Village Four: there are people who do not want new solutions because they offend their customs or who feel that it will lessen the legacy of their customs.
As an anthropologist, I am well aware of how strongly culture informs our behavior and I have no doubt that it is this particularly sensitive area which will result in the most debate.
However, there are organizations (for instance Heifer) which have insisted on cultural values that might have been foreign to the culture where they were working and have managed this with excellent results.
Village Five
These are our customers, our end users, our clients, however you want to name them. Our people are the ones we we can reach with technologically, they have the energy and optimism to be willing to try something new, they are not too young, too old or too sick, and (providing the solution is not culturally offensive) they are willing to do something they have not done before., to bring their lives and that of their families and communities, into higher levels of prosperity.
They in turn will be the people who will touch the lives of many others, who will teach and inspire, who will be the ones their communities will rely on to make things better.
One must be willfully blind not to recognize the fine work these people are already doing in the world. 5V will simply offer one more tool they will be able to use.

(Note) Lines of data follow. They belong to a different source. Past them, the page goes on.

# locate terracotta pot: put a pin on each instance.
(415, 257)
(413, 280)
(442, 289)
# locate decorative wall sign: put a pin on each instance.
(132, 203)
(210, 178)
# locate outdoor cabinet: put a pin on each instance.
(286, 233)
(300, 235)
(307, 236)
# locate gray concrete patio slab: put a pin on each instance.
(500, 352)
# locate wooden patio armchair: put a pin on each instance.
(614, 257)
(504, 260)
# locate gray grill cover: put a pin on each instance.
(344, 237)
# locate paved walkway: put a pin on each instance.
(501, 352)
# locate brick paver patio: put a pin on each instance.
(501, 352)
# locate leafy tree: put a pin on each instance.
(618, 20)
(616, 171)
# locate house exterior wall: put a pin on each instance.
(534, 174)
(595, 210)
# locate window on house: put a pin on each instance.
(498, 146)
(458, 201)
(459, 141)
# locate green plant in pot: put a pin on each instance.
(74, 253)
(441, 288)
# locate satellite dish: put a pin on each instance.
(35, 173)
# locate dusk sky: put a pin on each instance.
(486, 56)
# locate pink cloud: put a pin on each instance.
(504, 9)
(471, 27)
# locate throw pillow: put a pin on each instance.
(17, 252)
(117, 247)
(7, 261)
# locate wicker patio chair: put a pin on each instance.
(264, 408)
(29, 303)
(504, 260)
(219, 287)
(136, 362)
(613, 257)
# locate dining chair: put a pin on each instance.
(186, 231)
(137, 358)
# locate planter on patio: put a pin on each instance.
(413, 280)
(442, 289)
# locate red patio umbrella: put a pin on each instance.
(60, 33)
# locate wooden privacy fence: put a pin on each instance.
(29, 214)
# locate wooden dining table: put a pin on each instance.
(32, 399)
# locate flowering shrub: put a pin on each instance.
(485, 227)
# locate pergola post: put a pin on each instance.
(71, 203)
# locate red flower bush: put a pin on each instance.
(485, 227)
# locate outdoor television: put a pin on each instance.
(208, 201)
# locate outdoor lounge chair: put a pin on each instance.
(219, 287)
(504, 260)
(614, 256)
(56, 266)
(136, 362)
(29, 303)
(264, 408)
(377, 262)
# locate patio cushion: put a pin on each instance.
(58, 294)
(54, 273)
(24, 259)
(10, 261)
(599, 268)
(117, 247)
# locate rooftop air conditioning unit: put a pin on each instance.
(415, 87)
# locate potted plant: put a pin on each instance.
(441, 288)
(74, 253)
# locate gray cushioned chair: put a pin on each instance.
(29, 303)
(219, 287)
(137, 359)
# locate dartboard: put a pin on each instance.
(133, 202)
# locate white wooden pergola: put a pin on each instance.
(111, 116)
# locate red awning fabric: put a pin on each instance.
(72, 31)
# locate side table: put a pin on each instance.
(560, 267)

It is not true that no progress has been made: much poverty has been alleviated. But when the aid organizations need to raise money,it is in their best interest to show you compelling pictures of suffering!

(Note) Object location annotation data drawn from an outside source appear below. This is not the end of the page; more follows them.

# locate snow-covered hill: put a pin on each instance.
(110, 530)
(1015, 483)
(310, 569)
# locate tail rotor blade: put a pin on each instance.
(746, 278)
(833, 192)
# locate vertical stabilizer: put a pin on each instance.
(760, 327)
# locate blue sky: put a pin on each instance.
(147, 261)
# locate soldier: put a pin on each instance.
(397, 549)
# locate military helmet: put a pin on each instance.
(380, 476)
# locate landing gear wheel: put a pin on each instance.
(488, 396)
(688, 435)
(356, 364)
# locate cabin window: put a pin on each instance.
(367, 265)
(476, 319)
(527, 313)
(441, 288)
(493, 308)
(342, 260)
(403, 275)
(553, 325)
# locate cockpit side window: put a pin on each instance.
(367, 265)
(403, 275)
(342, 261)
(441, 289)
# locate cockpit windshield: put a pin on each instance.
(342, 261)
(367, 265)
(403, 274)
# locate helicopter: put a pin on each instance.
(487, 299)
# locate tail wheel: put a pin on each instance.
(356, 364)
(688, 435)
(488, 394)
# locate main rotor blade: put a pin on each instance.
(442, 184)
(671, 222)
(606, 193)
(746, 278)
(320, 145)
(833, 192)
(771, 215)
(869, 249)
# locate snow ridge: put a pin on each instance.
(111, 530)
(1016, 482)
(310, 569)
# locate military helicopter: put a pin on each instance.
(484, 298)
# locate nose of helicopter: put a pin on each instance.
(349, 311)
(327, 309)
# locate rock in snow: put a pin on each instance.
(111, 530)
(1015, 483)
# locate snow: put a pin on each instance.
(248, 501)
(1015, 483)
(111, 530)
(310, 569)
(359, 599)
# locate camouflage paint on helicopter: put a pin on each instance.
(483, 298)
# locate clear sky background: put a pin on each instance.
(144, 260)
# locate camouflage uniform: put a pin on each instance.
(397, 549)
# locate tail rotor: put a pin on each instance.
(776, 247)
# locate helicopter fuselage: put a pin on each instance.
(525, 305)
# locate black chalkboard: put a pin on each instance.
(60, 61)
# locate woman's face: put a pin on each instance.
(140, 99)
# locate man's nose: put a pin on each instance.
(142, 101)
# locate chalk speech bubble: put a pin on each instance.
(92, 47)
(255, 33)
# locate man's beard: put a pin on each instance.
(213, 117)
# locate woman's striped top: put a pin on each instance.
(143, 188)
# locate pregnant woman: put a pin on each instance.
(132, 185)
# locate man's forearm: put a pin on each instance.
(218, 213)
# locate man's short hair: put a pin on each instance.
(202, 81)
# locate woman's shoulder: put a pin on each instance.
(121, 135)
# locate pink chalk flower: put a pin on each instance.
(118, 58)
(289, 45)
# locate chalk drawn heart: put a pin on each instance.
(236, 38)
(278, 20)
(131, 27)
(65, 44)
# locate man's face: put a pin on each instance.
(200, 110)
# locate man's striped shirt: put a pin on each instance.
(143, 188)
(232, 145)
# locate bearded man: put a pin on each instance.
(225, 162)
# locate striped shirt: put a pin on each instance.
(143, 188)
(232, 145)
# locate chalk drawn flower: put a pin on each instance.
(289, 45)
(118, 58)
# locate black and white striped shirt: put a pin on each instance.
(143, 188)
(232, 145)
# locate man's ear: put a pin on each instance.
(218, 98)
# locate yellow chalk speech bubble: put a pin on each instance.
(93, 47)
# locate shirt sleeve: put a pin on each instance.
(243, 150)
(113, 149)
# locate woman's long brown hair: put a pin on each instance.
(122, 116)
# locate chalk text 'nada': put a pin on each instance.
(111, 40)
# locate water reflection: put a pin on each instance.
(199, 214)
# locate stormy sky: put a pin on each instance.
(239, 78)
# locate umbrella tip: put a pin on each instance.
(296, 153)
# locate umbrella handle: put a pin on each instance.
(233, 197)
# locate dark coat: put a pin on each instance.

However, top-down solutions rarely work well, and even though this is glaringly obvious, most aid organizations keep re-creating that model. (If you are interested a list of the mistakes that aid organizations DO make, contact me for my paper on this subject)
Aid organizations that come in with their ideas of what they feel needs to be changed, rarely meet up with what the people themselves want or need or what might be sustainable.
The 5th Village Project avoids both mistakes: we leave people free to decide which of the solutions (if any) they want to implement and we will spend considerable effort to ask them how they would like to ‘consume’ the information
We don't claim to be; we are is a place which aggregates field tested, sustainable, low or no cost, regionally appropriate solutions for the bllion or so people who live on less than 2 dollars a day.
What we will be is a trusted place for information, so there is no need to go through a long (data intensive and therefore expensive) internet search (with the additional complication of weeding out the junk information,).
No, not at all. If the person in front of you is hungry, please be a decent human being and give her something to eat, so she can live to fight another day.
The response to famine is not a business plan; it is a crisis response.
The way we see it, the correct response is to teach a man or a woman how to dig a pond and stock it with fish and maintain it sustainably.
The family can now fish, so they can have high-quality protein and they can sell the extra fish (or allow their neighbors to fish) for extra income.
And then they can market themselves as a ‘pond construction consultant’ and create a bigger business. That is what we are proposing.
There are lots of ways that we can, and will, do this.
The fastest way to get known in any field is to have influential people, from popular soap opera and movie stars to talk show hosts, become our ambassadors. This will make people pay attention and that will ignite the 'word of mouth' engine, which is the most effective way to make your product known.
We can also create incentives for those who work with people who could duse the 5th village site, such as microloan organizations and medical volunteers.
Ultimatily I envision entire villages banding together and working for the common good and I think this can be accomplished by creating contests. This methodology has already been proven successful as you can see here with the stunning success of the Paani Foundation who managed to solve the water crisis in a village in 45 days!
Eventually I hope that this will be a trusted resource that people automatically turn to.